84,4

Bremen, 2008

84,4 ist die Kilometerzahl von Elianna Renner's Haustür in Bremen bis zur Pforte der Gedenkstätte Bergen-Belsen. Bei der Performance 84,4 handelt es sich um die Auseinandersetzung mit untereinander verstrickten Erinnerungssträngen, die von Zürich über Bergen-Belsen nach Bremen führen. In einem dunklen Raum ist eine Person zu sehen, die inmitten von Pullovern sitzend im Schein einer an ihrer Stirn befestigten Lichtquelle Wollpullover auftrennt. Einerseits findet durch das Auftrennen der Pullover eine persönliche Auseinandersetzung mit der verstrickten Materie statt, andererseits wird das Material durch sein Vorkommen in großer Stückzahl anonymisiert. Nur durch die Dekonstruktion der einzelnen Maschen gelangt es in’s Rampenlicht, während die Länge der aufgetrennten Fasern gleichzeitig die reale Entfernung 84,4 Kilometer symbolisiert.

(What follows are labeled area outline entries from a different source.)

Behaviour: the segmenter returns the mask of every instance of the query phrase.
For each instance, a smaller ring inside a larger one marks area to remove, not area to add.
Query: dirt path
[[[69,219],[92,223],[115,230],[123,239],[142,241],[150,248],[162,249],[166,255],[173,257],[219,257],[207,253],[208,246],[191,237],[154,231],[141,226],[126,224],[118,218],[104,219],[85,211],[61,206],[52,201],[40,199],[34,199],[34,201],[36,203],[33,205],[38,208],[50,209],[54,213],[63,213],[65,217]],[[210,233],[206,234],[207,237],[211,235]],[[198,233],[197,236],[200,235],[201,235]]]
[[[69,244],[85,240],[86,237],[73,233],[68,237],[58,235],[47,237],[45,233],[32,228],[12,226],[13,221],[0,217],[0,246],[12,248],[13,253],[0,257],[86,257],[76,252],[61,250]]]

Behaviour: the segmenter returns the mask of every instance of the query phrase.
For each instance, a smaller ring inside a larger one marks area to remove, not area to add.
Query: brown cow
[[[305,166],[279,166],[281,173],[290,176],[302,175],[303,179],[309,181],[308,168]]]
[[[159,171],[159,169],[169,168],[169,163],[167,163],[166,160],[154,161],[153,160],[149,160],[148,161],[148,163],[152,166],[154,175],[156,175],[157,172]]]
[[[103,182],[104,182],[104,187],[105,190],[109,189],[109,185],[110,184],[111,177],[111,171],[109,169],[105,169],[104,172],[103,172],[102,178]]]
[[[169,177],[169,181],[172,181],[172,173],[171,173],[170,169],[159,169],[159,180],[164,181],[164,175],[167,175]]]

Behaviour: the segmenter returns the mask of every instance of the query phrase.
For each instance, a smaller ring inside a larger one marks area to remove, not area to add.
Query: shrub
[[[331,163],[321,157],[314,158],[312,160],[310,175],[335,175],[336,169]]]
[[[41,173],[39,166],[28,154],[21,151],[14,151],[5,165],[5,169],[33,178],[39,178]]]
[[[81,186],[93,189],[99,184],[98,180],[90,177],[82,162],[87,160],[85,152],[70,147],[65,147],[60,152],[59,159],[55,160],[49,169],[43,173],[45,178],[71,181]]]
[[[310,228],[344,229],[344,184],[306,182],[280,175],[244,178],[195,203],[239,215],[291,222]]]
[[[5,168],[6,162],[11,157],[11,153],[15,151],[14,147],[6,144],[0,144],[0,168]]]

Über die im Raum bereit liegenden Kopfhörer sind autobiographische Geschichten zu hören, die durchlaufend erzählt werden. Dies hat zur Folge, dass die Zuhörenden an einer zufälligen Stelle in die Erzählung hineinkommen und der Erzählerin an einem beliebigen Ort in ihrer Geschichte begegnen. Im abgedunkelten Raum richtet sich der Blick unwillkürlich auf die Person mit der Lichtquelle, die inmitten der Pullover sitzt und ihrer Tätigkeit nachgeht. Die dabei freigelegten Wollfäden bilden das Rohmaterial, das zu neuen Strukturen verwoben werden kann. So entstehen zwei parallele Bildebenen: für den Anwesenden ohne Kopfhörer ensteht ein symbolisch aufgeladenes, aber geheimnisvolles Bild - für die der Audio-Spur folgenden Anwesenden bietet die Vertonung des Bildes die Möglichkeit einer Auflösung.